On October 13, Ohio State (ranked No. 5 at the AP Poll) defeated Illinois, 26–6, before a crowd of 58,247 at Memorial Stadium in Champaign. Ohio State rushed for 307 yards, aided by the blocking of guard Jim Parker who was selected as the team's most valuable player for the 1956 season. Parker also played on defense and recovered a fumble at the Illinois 10-yard line to set up a touchdown. Quarterback Frank Ellwood rushed for two touchdowns and threw a touchdown pass to Jim Roseboro.

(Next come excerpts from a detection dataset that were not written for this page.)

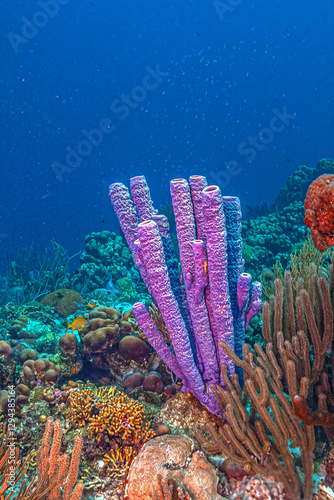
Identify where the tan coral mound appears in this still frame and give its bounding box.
[126,435,224,500]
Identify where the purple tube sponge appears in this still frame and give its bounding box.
[193,240,209,304]
[203,186,235,375]
[245,281,262,328]
[170,179,219,384]
[130,175,157,222]
[151,214,170,239]
[138,221,208,401]
[133,302,185,385]
[109,182,139,252]
[237,273,252,311]
[110,175,262,413]
[189,175,208,243]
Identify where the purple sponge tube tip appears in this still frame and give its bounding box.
[130,175,157,222]
[237,273,252,311]
[202,186,235,375]
[109,182,139,253]
[245,281,262,328]
[189,175,208,243]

It was on the opening kickoff of this game that Illinois linebacker/backup quarterback (and future Green Bay Packers star) Ray Nitschke developed his famous toothless grin when he took a Buckeye helmet in the mouth. Nitschke, who never wore a face guard on his helmet in college, lost his four top front teeth as a result of the play.

On October 20, Minnesota defeated Illinois, 16–13, before a crowd of 63,037 at Memorial Stadium in Minneapolis. Dick Borstad kicked a field goal with two minutes remaining to put the Golden Gophers in the lead.

On October 27, Illinois upset Michigan State, 20–13, before a homecoming crowd of 71,119 at Memorial Stadium in Champaign. Michigan State was ranked No. 1 before the game and had its national championship hopes, and a 12-game winning streak, dashed by the defeat. The Spartans led, 13–0, at halftime, but Abe Woodson, the Big Ten's indoor sprint champion, led the Illini to 20 unanswered points in the second half. Woodson scored all three Illinois touchdowns: a 70-yard touchdown run, an 82-touchdown reception, and a short touchdown run. Woodson had 116 rushing yards and total gains of 198 yards.

On November 3, Illinois and Purdue played to a 7–7 tie before a homecoming crowd of 46,166 at Ross–Ade Stadium in West Lafayette.

On November 10, Michigan (ranked No. 10 in the AP Poll) defeated Illinois, 17–7, before a crowd of 75,470 at Michigan Stadium. Illinois scored a touchdown on its first possession but was held scoreless for the remainder of the game. Michigan came back with rushing touchdowns by Jim Pace and Jim Byers and a field goal by Ron Kramer. Michigan rushed for 328 yards, including 120 yards by Jim Pace.

On November 17, Illinois and Wisconsin played to a 13–13 tie before a crowd of 52,858 at Memorial Stadium in Champaign. Illinois led 13–6 at halftime. With slightly more than three minutes left in the game, Wisconsin end Sidney Williams threw a 34-yard pass to Danny Lewis on the nine-yard line, setting up a touchdown run on the next play. Williams' pass was his first of the season.

On November 24, in the annual Illinois–Northwestern football rivalry game, Northwestern defeated Illinois, 14–13, before a crowd of 40,000 at Dyche Stadium in Evanston. Bob McKelver kicked two extra points for Northwestern, which proved to be the difference in a game in which each team scored two touchdowns.

==Awards and statistics==
Halfback Abe Woodson was selected as a first-team All-Big Ten player by both the Associated Press and United Press. Woodson was drafted in the second round, 15th overall pick, of the 1957 NFL draft.

Guard Dave Walker was selected as the team's most valuable player.

Illinois' statistical leaders in 1956 included Hiles Stout with 278 passing yards, Abe Woodson with 599 rushing yards, and Woodson with 257 receiving yards.